Prosecutors will now be able to see what original charges were brought against drivers over the past 10 years if they entailed a point-bearing violation, a drug- or alcohol-related offense or if the charges included aggravated unlicensed operation of a motor vehicle, Gov. Andrew Cuomo’s office said Monday.
Prosecutors previously had access only to the records of motorists’ driving-related convictions. But Cuomo said that with so many charged motor vehicle violations reduced to lesser infractions, prosecutors are often not aware of motorist’s dangerous driving patterns as they prepare to dispose of more recent tickets.
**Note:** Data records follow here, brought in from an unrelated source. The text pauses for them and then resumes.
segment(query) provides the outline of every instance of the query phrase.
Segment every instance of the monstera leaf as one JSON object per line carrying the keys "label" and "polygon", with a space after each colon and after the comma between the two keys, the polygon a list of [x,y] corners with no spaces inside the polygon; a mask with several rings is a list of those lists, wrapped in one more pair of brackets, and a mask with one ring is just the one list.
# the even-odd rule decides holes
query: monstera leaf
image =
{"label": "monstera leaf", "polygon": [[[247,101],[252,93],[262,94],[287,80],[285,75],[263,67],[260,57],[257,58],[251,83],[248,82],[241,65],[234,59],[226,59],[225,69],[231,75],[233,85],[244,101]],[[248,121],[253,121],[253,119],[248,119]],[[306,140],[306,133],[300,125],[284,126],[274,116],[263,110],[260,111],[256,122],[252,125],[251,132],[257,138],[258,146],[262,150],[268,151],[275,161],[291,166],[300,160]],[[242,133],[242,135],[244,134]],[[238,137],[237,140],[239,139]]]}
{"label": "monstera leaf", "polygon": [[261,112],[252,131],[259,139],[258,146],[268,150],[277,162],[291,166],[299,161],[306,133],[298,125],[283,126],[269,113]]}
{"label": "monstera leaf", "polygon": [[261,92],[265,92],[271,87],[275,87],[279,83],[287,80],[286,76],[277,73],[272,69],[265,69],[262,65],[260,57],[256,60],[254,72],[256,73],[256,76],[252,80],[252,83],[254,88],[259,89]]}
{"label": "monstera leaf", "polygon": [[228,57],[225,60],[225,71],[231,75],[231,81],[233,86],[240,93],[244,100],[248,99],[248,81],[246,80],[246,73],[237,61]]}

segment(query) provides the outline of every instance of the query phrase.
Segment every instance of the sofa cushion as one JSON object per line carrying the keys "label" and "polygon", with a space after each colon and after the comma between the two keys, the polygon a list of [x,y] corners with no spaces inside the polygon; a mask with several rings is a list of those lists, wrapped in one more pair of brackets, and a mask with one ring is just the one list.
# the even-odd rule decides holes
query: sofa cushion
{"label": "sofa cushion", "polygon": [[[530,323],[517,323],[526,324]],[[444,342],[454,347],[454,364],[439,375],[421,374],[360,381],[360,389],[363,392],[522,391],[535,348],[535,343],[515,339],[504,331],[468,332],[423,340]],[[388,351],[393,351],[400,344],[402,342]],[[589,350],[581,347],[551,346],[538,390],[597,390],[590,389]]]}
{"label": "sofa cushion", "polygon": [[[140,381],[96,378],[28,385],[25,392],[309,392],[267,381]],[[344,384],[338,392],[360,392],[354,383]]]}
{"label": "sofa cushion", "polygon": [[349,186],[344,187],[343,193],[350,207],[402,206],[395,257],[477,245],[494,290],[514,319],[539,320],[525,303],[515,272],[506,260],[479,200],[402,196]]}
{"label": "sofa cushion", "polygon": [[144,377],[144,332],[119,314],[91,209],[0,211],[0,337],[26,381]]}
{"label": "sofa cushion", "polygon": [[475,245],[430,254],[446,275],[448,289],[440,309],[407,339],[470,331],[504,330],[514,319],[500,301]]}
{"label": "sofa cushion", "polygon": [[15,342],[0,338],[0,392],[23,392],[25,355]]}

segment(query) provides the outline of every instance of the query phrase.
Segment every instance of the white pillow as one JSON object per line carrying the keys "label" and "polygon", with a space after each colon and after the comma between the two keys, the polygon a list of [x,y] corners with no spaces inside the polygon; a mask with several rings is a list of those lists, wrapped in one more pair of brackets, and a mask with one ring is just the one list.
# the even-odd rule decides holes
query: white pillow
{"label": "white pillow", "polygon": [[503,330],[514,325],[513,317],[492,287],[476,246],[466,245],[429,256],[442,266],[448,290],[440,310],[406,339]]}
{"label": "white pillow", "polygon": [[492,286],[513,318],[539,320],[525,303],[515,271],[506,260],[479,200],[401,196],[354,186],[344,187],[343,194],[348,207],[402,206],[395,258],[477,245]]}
“By giving prosecutors a more complete story of a person’s driving history, they can make informed decisions and help ensure that potentially dangerous drivers no longer fall through the cracks,” Cuomo said in a statement.
According to the governor’s office, 129,628 charges for speeding violations were pleaded down to “parking on pavement” infractions in 2010. Before Monday’s announcement, prosecutors would only have access to the information that a driver was found guilty of the parking-related infraction, not the original speeding-related charge.
Access to this information is restricted to district attorneys, paralegals and investigators.
Instances where tickets were dismissed because of the driver’s youthful offender status will be exempted from the more complete driver records.